Des projets futurs comme « Agri-PV 4.0 » associent des modules photovoltaïques à des capteurs IoT pour la surveillance du microclimat (humidité, durée d'humidité foliaire) et le contrôle automatisé de l'irrigation. Des installations pilotes en Rhénanie-Palatinat testent des modules organiques semi-transparents à transmission lumineuse adaptative, qui utilisent l'IA pour analyser les prévisions météorologiques et les données de croissance des plantes. Ces systèmes pourraient potentiellement intégrer la production d'hydrogène (électrolyseurs sous les modules) et l'agriphotocatalyse (purification de l'air grâce à des modules revêtus de TiO₂).
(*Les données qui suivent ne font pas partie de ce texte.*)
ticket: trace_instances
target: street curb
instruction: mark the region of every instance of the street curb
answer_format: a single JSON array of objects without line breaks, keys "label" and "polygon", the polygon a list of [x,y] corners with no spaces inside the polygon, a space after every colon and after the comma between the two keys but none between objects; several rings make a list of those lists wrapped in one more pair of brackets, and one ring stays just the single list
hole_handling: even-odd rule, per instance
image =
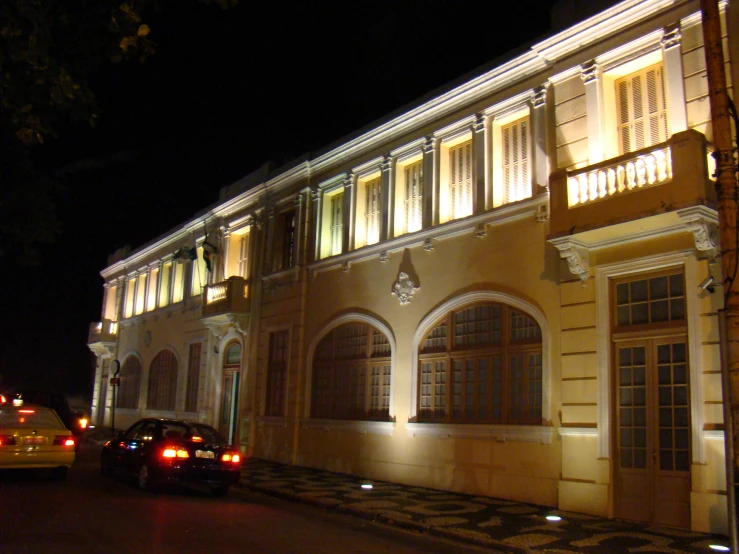
[{"label": "street curb", "polygon": [[314,496],[303,496],[295,494],[294,492],[288,492],[284,490],[277,490],[269,487],[260,487],[258,485],[251,485],[248,483],[239,483],[240,489],[260,492],[268,496],[275,498],[281,498],[282,500],[289,500],[292,502],[299,502],[301,504],[308,504],[324,510],[331,510],[341,514],[351,515],[362,519],[367,519],[384,525],[399,527],[408,531],[415,531],[424,533],[427,535],[433,535],[439,538],[450,539],[458,542],[465,542],[475,546],[482,547],[494,547],[499,552],[505,552],[510,554],[532,554],[533,551],[528,548],[521,548],[518,546],[512,546],[502,541],[495,539],[484,539],[482,537],[469,536],[467,533],[460,532],[460,530],[446,529],[444,527],[426,525],[413,520],[404,520],[401,518],[387,515],[385,512],[373,512],[363,510],[361,508],[352,507],[351,505],[344,505],[340,500],[334,498],[321,498]]}]

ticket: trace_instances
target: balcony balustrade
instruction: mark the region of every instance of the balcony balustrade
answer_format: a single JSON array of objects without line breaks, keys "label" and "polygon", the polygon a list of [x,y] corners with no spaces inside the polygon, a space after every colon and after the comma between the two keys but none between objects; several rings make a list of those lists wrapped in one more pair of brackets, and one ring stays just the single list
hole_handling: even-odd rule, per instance
[{"label": "balcony balustrade", "polygon": [[550,238],[603,230],[692,206],[715,207],[706,152],[705,137],[688,130],[651,148],[553,173]]},{"label": "balcony balustrade", "polygon": [[205,287],[203,317],[222,314],[246,314],[251,309],[249,282],[233,276]]},{"label": "balcony balustrade", "polygon": [[118,335],[118,322],[104,319],[90,324],[87,335],[88,344],[115,342]]}]

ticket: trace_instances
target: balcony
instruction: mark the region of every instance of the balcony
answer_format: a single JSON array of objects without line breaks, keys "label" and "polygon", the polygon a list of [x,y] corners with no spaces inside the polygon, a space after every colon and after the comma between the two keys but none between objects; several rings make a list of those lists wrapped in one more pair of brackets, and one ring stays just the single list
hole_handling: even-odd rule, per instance
[{"label": "balcony", "polygon": [[117,340],[118,322],[104,319],[90,324],[87,346],[96,354],[112,354]]},{"label": "balcony", "polygon": [[204,320],[226,321],[235,316],[248,315],[251,310],[249,282],[243,277],[233,276],[220,283],[208,285],[203,298]]},{"label": "balcony", "polygon": [[549,241],[564,252],[714,224],[711,161],[705,137],[688,130],[638,152],[553,173]]}]

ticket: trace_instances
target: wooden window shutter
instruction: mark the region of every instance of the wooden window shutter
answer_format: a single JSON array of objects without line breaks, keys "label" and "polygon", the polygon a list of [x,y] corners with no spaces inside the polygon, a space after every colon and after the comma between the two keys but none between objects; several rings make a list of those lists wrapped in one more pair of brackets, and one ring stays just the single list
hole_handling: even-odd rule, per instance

L'agri-PV comme catalyseur d'une transition intégrée de l'utilisation des terres

L'intégration de la technologie photovoltaïque dans les terres agricoles n'est pas un excès technocratique, mais une symbiose nécessaire pour faire face aux crises climatique et alimentaire. Comme le démontre le projet ReWA, le taux d'acceptation atteint 78 % lorsque les modèles régionaux d'électricité (25 % de consommation sur site) sont associés à la participation citoyenne (parts de 5 à 10 kWh à partir de 500 €). Un aménagement du territoire clair (zones prioritaires sur sols peu productifs) et des modalités de planification collaborative (tables rondes avec les agriculteurs, les écologistes et les municipalités) seront essentiels pour institutionnaliser la coexistence productive des cultures et de l'électricité. La réforme agricole européenne de 2027 offre l'opportunité d'utiliser spécifiquement des éco-régimes pour les systèmes agro-photovoltaïques favorisant la biodiversité, et ainsi récolter le double dividende de la protection du climat et de la biodiversité.